Head of International Holocaust Remembrance Alliance (IHRA) Turkey Committee Ambassador Aylin Tashan described the Holocaust as a manifestation of vengeance, hatred and fear against diversity. She pointed out that anti-Semitism, racism and xenophobia, as well as Islamophobia and anti-Christianism are on the rise again. “For this reason, our part is to fight fiercely against these phenomena, remember the Holocaust, take lessons from history and share these experiences with the future generations in order to ensure that such an atrocity will never happen again,” she said. In her speech she explained the purpose of IHRA and stressed that their efforts on the Holocaust as a historical responsibility beyond our obligations within the IHRA and as a consequence of a principled approach. She added that Turkey commemorates the victims of the ship Struma, a ship heading to Palestine with 700 passengers that was torpedoed by a Soviet submarine after waiting for 70 days offshore in Istanbul, contribute to the international fund created by the Auschwitz-Birkenau Foundation and cooperate with organizations such as the Project Aladdin, the Anne Frank House, Yad Vashem, and organizations affiliated with the Holocaust and anti-Semitism. She emphasized that Turkey, which was neither the perpetrator nor the victim of the Holocaust, will resolutely continue its efforts to raise awareness of the Holocaust and to prevent recurrence of such tragedy.

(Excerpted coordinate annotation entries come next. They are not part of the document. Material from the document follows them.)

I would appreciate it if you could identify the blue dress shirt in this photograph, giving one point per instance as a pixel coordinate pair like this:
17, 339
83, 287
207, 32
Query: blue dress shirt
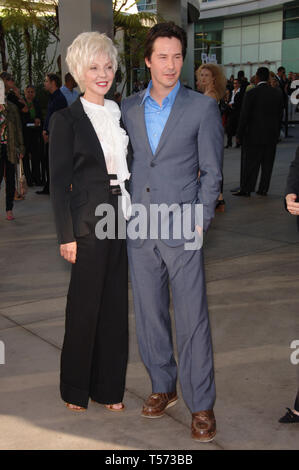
156, 116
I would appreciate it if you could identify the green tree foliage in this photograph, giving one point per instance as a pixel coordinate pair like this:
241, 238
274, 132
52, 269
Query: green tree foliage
29, 30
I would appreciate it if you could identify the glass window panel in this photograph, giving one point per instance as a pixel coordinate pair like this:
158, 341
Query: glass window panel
231, 55
271, 52
232, 22
250, 34
250, 54
291, 13
271, 32
250, 20
232, 37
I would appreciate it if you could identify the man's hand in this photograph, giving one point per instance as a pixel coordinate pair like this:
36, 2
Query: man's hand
292, 206
69, 252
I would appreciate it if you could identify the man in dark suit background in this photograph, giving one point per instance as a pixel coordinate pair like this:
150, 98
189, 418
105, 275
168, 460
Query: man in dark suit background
56, 102
282, 83
234, 109
258, 132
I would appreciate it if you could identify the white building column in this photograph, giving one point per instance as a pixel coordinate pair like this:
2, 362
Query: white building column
183, 13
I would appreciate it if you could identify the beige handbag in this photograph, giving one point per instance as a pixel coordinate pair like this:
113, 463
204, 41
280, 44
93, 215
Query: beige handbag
22, 183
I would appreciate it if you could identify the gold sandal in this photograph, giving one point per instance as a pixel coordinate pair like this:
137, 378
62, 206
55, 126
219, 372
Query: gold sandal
78, 409
110, 407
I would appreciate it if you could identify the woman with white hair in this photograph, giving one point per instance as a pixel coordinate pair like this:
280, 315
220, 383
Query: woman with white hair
88, 167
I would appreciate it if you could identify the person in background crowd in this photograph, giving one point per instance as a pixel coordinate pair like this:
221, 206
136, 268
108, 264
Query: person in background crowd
243, 83
31, 120
258, 133
230, 83
117, 98
12, 92
68, 89
211, 81
11, 147
292, 205
283, 83
291, 106
165, 170
88, 150
252, 83
273, 82
56, 102
234, 109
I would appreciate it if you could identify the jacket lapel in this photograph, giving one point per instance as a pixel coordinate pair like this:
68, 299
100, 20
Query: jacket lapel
89, 133
176, 113
140, 123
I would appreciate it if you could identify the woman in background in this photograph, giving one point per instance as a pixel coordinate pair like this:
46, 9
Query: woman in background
212, 82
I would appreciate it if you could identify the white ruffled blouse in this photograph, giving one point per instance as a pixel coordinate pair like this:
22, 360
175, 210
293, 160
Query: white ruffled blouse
114, 142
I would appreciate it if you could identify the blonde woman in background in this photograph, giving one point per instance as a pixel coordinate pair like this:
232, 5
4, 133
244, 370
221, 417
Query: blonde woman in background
211, 81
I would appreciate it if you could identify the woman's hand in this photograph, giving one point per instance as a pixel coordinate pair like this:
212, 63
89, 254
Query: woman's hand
69, 252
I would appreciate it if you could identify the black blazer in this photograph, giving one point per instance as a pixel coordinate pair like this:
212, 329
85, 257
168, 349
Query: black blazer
261, 116
79, 181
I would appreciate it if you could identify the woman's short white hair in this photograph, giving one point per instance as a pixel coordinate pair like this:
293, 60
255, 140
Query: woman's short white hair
83, 51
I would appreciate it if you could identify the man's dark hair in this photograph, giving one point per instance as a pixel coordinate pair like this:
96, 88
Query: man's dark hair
164, 30
263, 74
54, 78
68, 76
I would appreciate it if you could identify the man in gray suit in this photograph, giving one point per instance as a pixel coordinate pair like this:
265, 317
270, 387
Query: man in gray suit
175, 133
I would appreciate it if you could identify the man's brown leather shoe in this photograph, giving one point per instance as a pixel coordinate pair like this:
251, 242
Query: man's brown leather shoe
157, 403
203, 426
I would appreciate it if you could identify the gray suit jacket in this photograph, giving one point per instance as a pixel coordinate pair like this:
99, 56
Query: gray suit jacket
192, 140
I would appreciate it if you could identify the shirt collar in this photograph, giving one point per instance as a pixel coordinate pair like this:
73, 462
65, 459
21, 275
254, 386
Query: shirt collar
170, 98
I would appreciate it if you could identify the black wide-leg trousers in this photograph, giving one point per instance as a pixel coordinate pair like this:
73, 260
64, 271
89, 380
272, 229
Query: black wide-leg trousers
95, 348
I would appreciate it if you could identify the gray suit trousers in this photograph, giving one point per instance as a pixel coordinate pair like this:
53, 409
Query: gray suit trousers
154, 266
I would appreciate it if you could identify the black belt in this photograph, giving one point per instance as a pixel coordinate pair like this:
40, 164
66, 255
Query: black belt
115, 190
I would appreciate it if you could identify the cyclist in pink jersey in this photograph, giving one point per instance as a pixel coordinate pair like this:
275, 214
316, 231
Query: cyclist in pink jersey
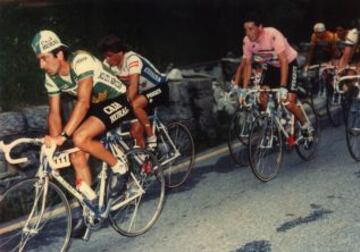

“The Holocaust must be an integral part of the education”
Chief Rabbi of Turkey Isak Haleva sent a message on the occasion. He criticized the Holocaust denial with these words: “It is certainly useful and even necessary to confront the most painful, the most unjust, and the most ruthless period in the history of humanity generated in recent history, but it is impossible for anyone to undo what has happened. However, even before the smudgy smokes fuming from the crematoriums' chimneys could disappear from the atmosphere, the attempts that were initiated to underestimate/ depreciate, moreover to deny/ ignore and more importantly to live down the Holocaust keep shamelessly, cynically going. Whereas, trying to make people forget this human tragedy whose evidences speak for them and whose witnesses are still alive; can only turn those attempting to do it into implied suspects of this drama.” He emphasized that the Holocaust should never be forgotten and should always be remembered, because
“A world of people who do not learn from the past and would let history to repeat itself will absolutely not deserve to honorably outlive the third millennium's civilization.” He concluded his messages saying that the Holocaust must be an integral part of the education.
“Holocaust is a crime against human dignity”
In his speech on the significance of the Holocaust, the President of the Ankara University Erkan Ibis said that Holocaust is a human embarrassment that mortgages the future of mankind and a brutal massacre against all humanity and human dignity, not specific to ethnic identities or political tendencies. He said that humanity means to reach the consciousness of being a citizen of the world without discriminating people according to their language, religion, color, origin. He added that people are good in nature and what is important is to direct this good to goodness with exemplary behaviors.